JQ: I'd make sure to have bubbly, a light and fresh white and a red that's fresh and low in tannin and alcohol. The Vouvray Petillant from François Pinon ($22), the 2012 Riesling Federspiel 'Steinterrassen' ($18) from Hirtzberger in Austria's Wachau, and the 2012 Arianna Occhipinti's Frappato ($15) from Sicily would be my lineup if I'm hosting tomorrow.

 

KPK: What was the first wine you drank that gave you pause? Your first great wine memory.

JQ: A very young '98 Beaucastel Châteauneuf-du-Pape. That was the first time I was confounded and truly intrigued by a wine. This was a little over 10 years ago. That's the one that made me decide I had to learn more. 

 

KPK: You’re dining at a restaurant you’ve never been to before—what do you look for on the wine list?

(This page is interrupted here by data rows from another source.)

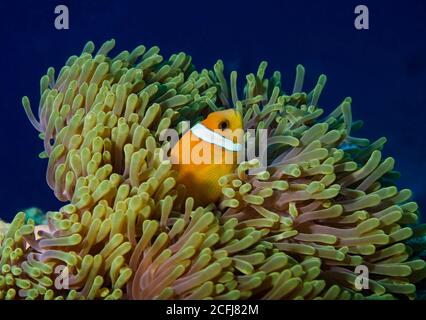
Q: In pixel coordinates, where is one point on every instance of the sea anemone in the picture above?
(325, 204)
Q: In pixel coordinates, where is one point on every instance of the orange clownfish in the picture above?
(208, 151)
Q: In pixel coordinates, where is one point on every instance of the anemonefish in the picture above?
(206, 152)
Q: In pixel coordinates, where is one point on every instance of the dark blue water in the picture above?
(383, 68)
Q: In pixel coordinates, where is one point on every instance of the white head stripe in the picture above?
(210, 136)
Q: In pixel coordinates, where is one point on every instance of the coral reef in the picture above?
(326, 203)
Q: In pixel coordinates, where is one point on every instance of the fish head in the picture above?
(227, 123)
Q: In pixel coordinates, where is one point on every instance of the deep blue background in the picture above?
(383, 69)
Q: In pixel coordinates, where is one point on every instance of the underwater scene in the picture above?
(213, 151)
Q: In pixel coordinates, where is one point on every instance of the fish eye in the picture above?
(224, 125)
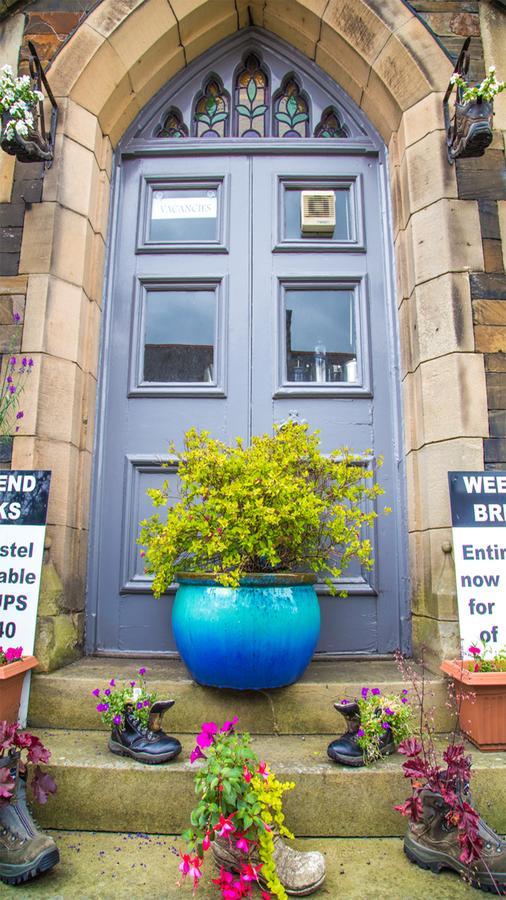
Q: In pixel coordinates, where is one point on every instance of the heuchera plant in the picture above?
(13, 741)
(17, 101)
(10, 655)
(447, 773)
(240, 803)
(278, 505)
(478, 663)
(115, 697)
(380, 713)
(486, 90)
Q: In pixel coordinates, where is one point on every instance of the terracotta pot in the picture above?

JQ: I look all over the list; a sense of what wines and producers are carried in different regions will give me a sense of where the sommelier has a particular interest or affinity, and what styles he or she feels work with the restaurant’s menu. Then I'll know where I want to focus. If a sommelier has built up a particular favorite region, he or she might have something new and fun to try. 

 

KPK: What’s your favorite wine under $25?

JQ: I'm a jerk for saying it, but beer. I love beer and there are great ones under 15 bucks.  If I have to pick a wine, I'd head directly to the Loire Valley. If I can find the Montlouis 'Dix Arpents' from Domaine de la Taille Aux Loups, I'm golden.

 

KPK: What’s your favorite wine to drink when someone else is footing the bill (i.e. money is no object)?

JQ: Really great white Burgundy or really great Barolo or Barbaresco. Like, really old Barolo or Barbaresco. Really old Napa Cabernet from the greats. Please buy me '70 Heitz Martha's Vineyard.